Specialists Give Cotton Disease Update

 Symptoms associated with bacterial blight are easiest to observe on the underside
 of the leaf as a result of the water-soaking.


   Once again, cotton fields have been observed to contain bacterial blight. The recent environmental conditions with cooler than average temperatures and increased rainfall throughout much of the state have contributed to the level of infection to this point in the season. As of Wednesday afternoon (July 5, 2017), bacterial blight had been confirmed on five varieties (see to right) and observed in 10 counties.
   Counties with observed bacterial blight:
   Bolivar, Carroll, Coahoma, Leflore, Noxubee, Sunflower, Tallahatchie, Tunica, Washington, and Yazoo
   Varieties observed to be infected with bacterial blight (however, the list of varieties may change given that some consultants are checking varieties with farmers):
   DPL 1522 B2RF
   DPL 1555 B2RF
   DPL 1725 B2XF
   PHY 333 WRF
   PHY 499 WRF
   Scouting for bacterial blight can be difficult. Herbicide injury as either drift or from a direct application can easily complicate the symptoms associated with bacterial blight. Scouting cotton in the morning, when dew is still present makes observing symptoms a little easier. The lesions associated with bacterial blight are generally best observed on the underside of the leaf. In general, the lesions associated with bacterial blight are angular and remain between the veins on the cotton leaf. Leaf-associated lesions can also follow veins as most often occurs with systemic infections by the bacterium. Lesions associated with the disease can also be observed on bracts and petioles. When bolls are present, bacterial blight can be observed on bolls; however, the lesions are not angular and develop a round appearance.
   Management options once cotton is infected with bacterial blight do not exist. With that in mind, do not change the overall management strategy for the 2017 season.

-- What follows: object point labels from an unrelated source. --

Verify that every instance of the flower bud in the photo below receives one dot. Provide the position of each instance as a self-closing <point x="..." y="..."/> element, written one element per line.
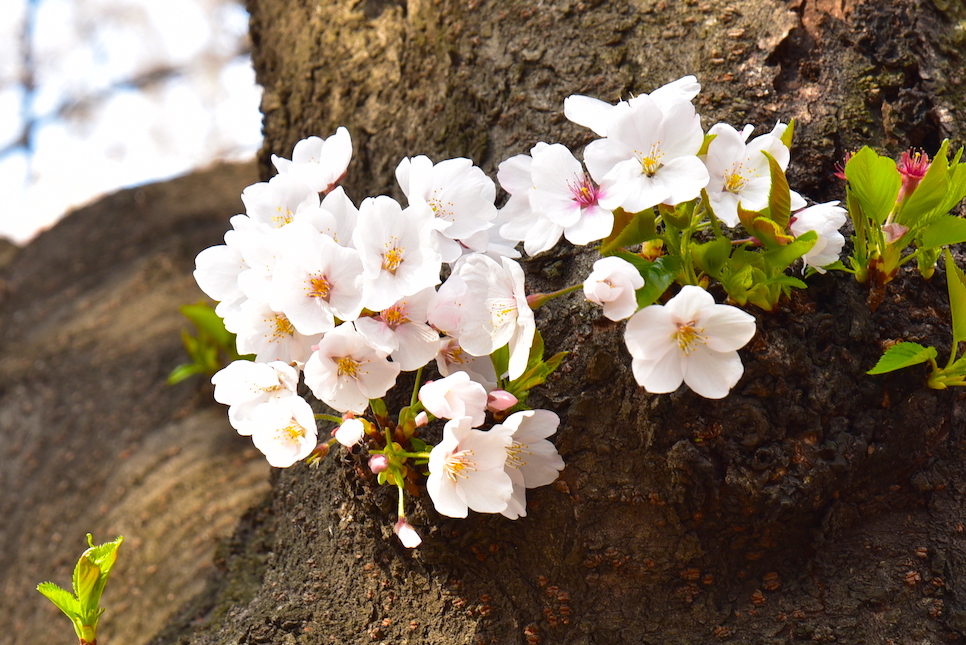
<point x="378" y="463"/>
<point x="500" y="400"/>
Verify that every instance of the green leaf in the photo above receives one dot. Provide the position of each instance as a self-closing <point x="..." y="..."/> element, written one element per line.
<point x="182" y="372"/>
<point x="874" y="182"/>
<point x="943" y="231"/>
<point x="64" y="599"/>
<point x="956" y="283"/>
<point x="635" y="229"/>
<point x="902" y="355"/>
<point x="712" y="256"/>
<point x="779" y="196"/>
<point x="769" y="233"/>
<point x="658" y="276"/>
<point x="782" y="256"/>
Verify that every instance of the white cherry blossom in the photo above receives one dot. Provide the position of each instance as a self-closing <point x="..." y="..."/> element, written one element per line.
<point x="455" y="397"/>
<point x="532" y="461"/>
<point x="243" y="385"/>
<point x="649" y="157"/>
<point x="612" y="284"/>
<point x="826" y="220"/>
<point x="690" y="339"/>
<point x="345" y="371"/>
<point x="318" y="163"/>
<point x="466" y="470"/>
<point x="285" y="430"/>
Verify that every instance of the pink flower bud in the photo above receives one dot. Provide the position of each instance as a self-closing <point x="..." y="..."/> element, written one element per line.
<point x="378" y="463"/>
<point x="500" y="400"/>
<point x="407" y="534"/>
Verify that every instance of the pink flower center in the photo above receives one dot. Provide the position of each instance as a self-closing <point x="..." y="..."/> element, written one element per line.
<point x="584" y="191"/>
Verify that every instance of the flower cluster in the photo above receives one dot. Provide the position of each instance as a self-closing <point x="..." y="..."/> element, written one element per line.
<point x="344" y="298"/>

Over the past several years bacterial blight has been observed in some cotton fields at specific growth stages and was not observed once the crop began to set bolls.
   Target spot
   As of this morning, July 6, target spot has not been observed in the MS cotton crop. However, be mindful that several things can appear quite similar to target spot. This season in particular lesions associated with bacterial blight have in some rare instances been observed to produce a bright yellow halo around bacterial blight lesions with what appears to be concentric lesions.  Instances similar to the photo provided, where bacterial blight appears similar to target spot, may be associated with secondary infection. However, numerous other states have recently reported similar lesion types associated with bacterial blight. Observe multiple leaves and remember that target spot normally does not occur until the canopy closes. In addition, be mindful that target spot does not begin in the upper canopy. Target spot lesions begin in the lower canopy and if environmental conditions are conducive for extended periods of time (generally as a result of overcast, warm, humid conditions that can be exacerbated by extended periods of wet foliage). Be mindful that target spot does not start until the canopy closes and begins in the bottom of the canopy, but requires a conducive environment to cause defoliation and move into the upper canopy. ∆
   DR. TOM ALLEN: Extension Plant Pathologist, Mississippi State University
   DR. DARRIN DODDS: Extension Cotton Specialist, Mississippi State University

 Bacterial blight, in rare instances, can result in lesions that mimic target spot.
 Be careful jumping to conclusions, scout fields thoroughly.